Conversion converted

hurri47

Well-Known Member
I am the third or fourth owner of a converted mountain bike. When I bought it, it looked like this:

rons_original.jpg height:764px;


Once I determined that I was able to ride the beast, I started thinking of ways I would like to make it more my own. Here are the things I didn't like:

1) The seating was more upright than I was used to on my other recumbents - my hip angle likes to be more open - and it was already at the limit of adjustability.

2) It was too tall to fit upright even in my minivan.

3) The steering felt excessively flexy, due to both the height and general spindliness. It seemed to violate John's principle of minimizing joints in the steering train for best efficiency. In addition, the quill adapter kept loosening to the point that it would move during rides, even with scary amounts of torque applied to the tightening bolt. (The vertical stem bore may have been ovalizing.)

4) It was geared way too low. I never once even touched the granny ring, and in even the highest gear, I would spin out any time the road went downhill.


The seat recline was the easiest to solve. I slid the pan forward by 3/4 inch, using existing holes, which also tipped up the nose of the seat by a pleasing amount. I also tried a layback seat post, but this turned out to be excessive. After doing a comparison with my most comfortable bike (a Barcroft Virginia), I found I was able to duplicate that hip angle using the original seat post, with adjustability remaining both ways.

The handlebars seem to give trouble to many of us. I would have been happy with my knees either in front or behind the bars, but no matter what I did to raise, lower, reverse, or adjust the adjustable stem, my knees always came up directly under the bars. I was only able to lower it no more than an inch from the position in the pic.

The solution seen in the picture below was out in my garage. I stole the flat bar from my son's mountain bike, and I mated it to the stem I had left over from when I had modified the steering on the Virginia.
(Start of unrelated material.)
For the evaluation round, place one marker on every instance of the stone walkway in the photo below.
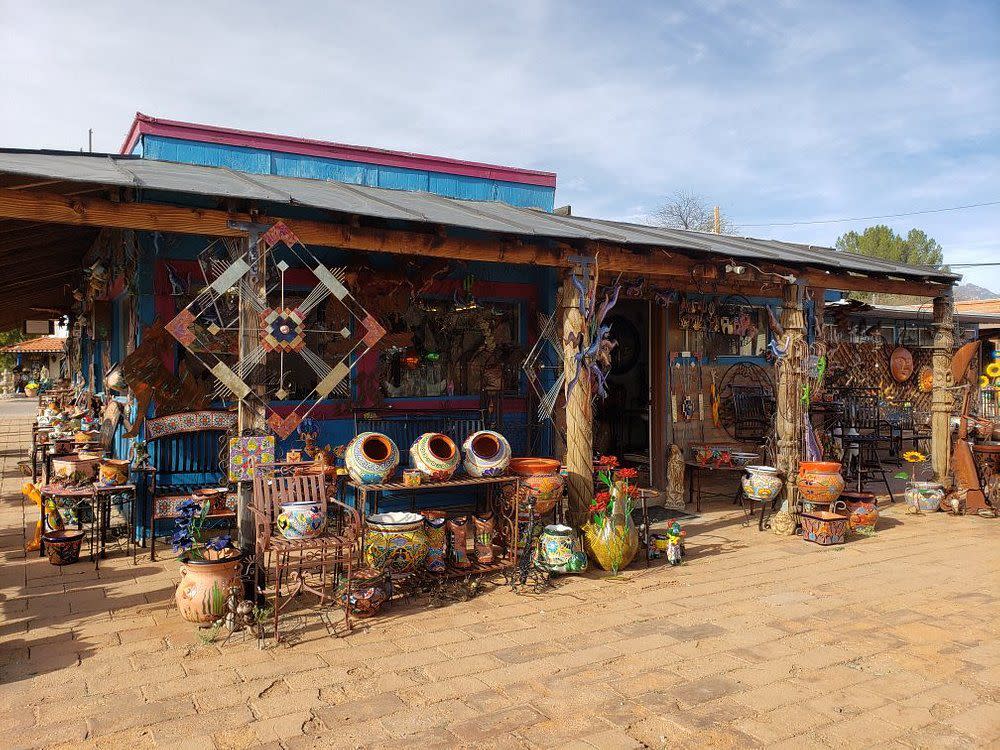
(891, 641)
My knees now come up in front of the bars and around five inches higher.

flat_bar02.jpg


I have ridden bikes with both Superman and praying hamster steering, and I much prefer my hands up and in rather than out straight. The downside in using that on this bike is that I'm asking much more of my arms than before. I am choosing to regard that as a good thing in two respects. First, I get a better upper body workout using biceps/triceps instead of pivoting stiff arms from my back. Second, I have motivation to do more foot steering and less bar wrestling.

I can now load the bike upright in my minivan through either back or side door, but it's close. I'm still looking for a half inch improvement in lowering the height.
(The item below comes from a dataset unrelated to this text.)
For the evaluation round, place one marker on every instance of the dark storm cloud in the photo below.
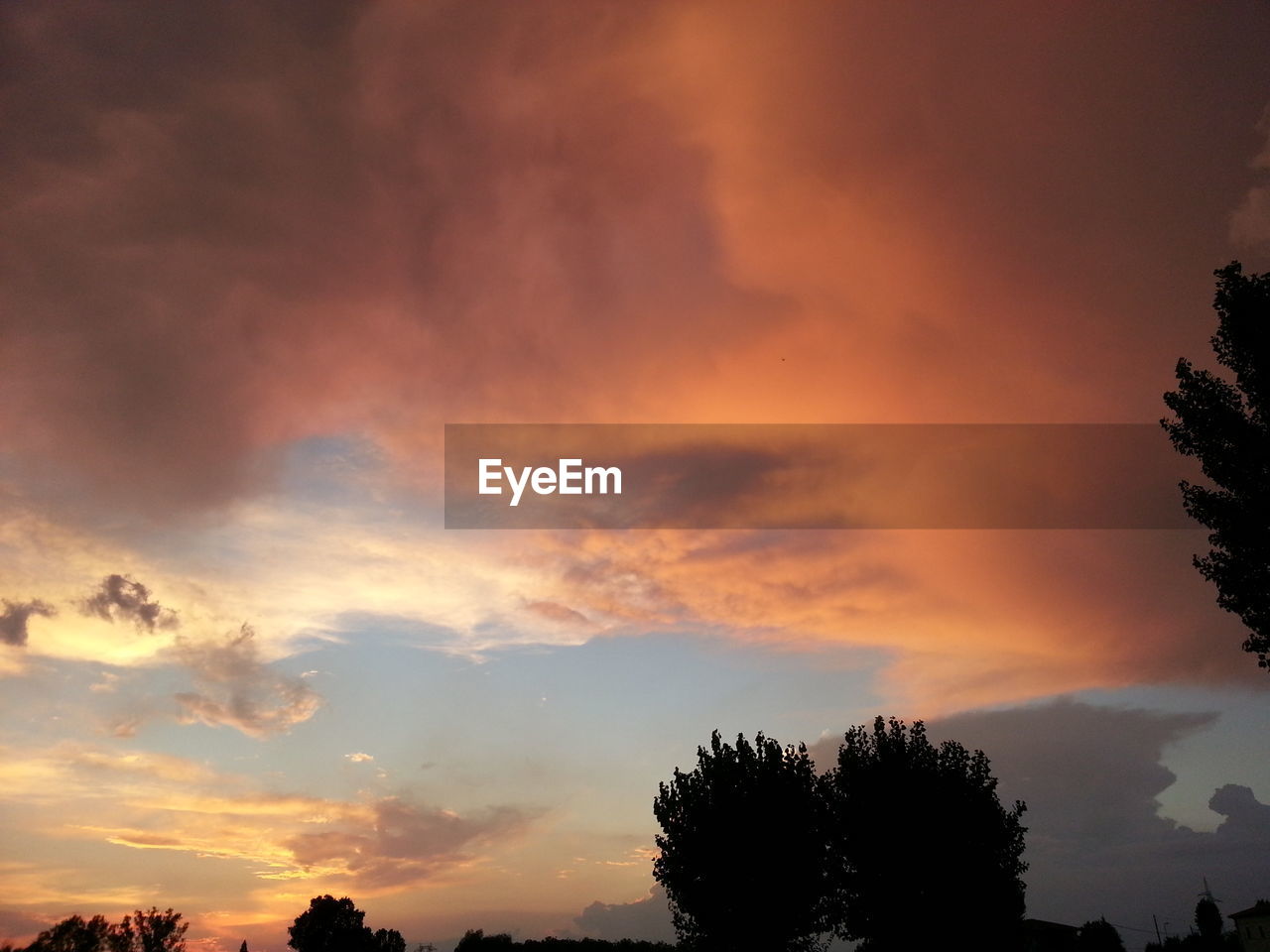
(122, 598)
(232, 226)
(13, 620)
With the height problem essentially solved, I spent actual money having my local shop (Ajo Bikes, in Tucson) change out the mountain triple for a road triple. I still haven't seen a hill that forced me into granny gear, and my experience with the big ring is still fleeting, but I like having the options at both ends. With the big mountain cluster, a double may be more ideal, but I'll cross that bridge at Silvio time.

-Dan
 

Charles.Plager

Recumbent Quant
Very Nice.
Two comments:
1)


Very Nice.

Two comments:

1) You may want a shorter seatpost as it might hit the frame when compressed (sawing it is a cheap option).

2) Instead of the (somewhat convoluted) steering spacers (moving it from the fork forward a few inches and then moving it back), maybe put the steering extension tube back on the fork.

Keep us updated.

Charles
 

hurri47

Well-Known Member
Thanks for the observations,

Thanks for the observations, Charles!

1) I thought about sawing the seat post, but it has a nice finished end on it, and there's really no danger of collision the way I see the lower pivot location - swing arm motion looks fore-and-aft instead of vertical - plus I'm not really being a weight weenie on this bike.

2) I agree it looks odd at first glance, but the inverted forward-facing lower stem is actually a pretty ingenious way to avoid replacing the 1-9/16 inch Cannondale headset. I don't know if this was a Cruzbike factory mod, but it looks very professionally done. Again, no weight weenie here, and all the lever arms around the headset are short enough that everything feels nice and strong, especially once I installed the upper rear-facing stem instead of the ahead quill stem.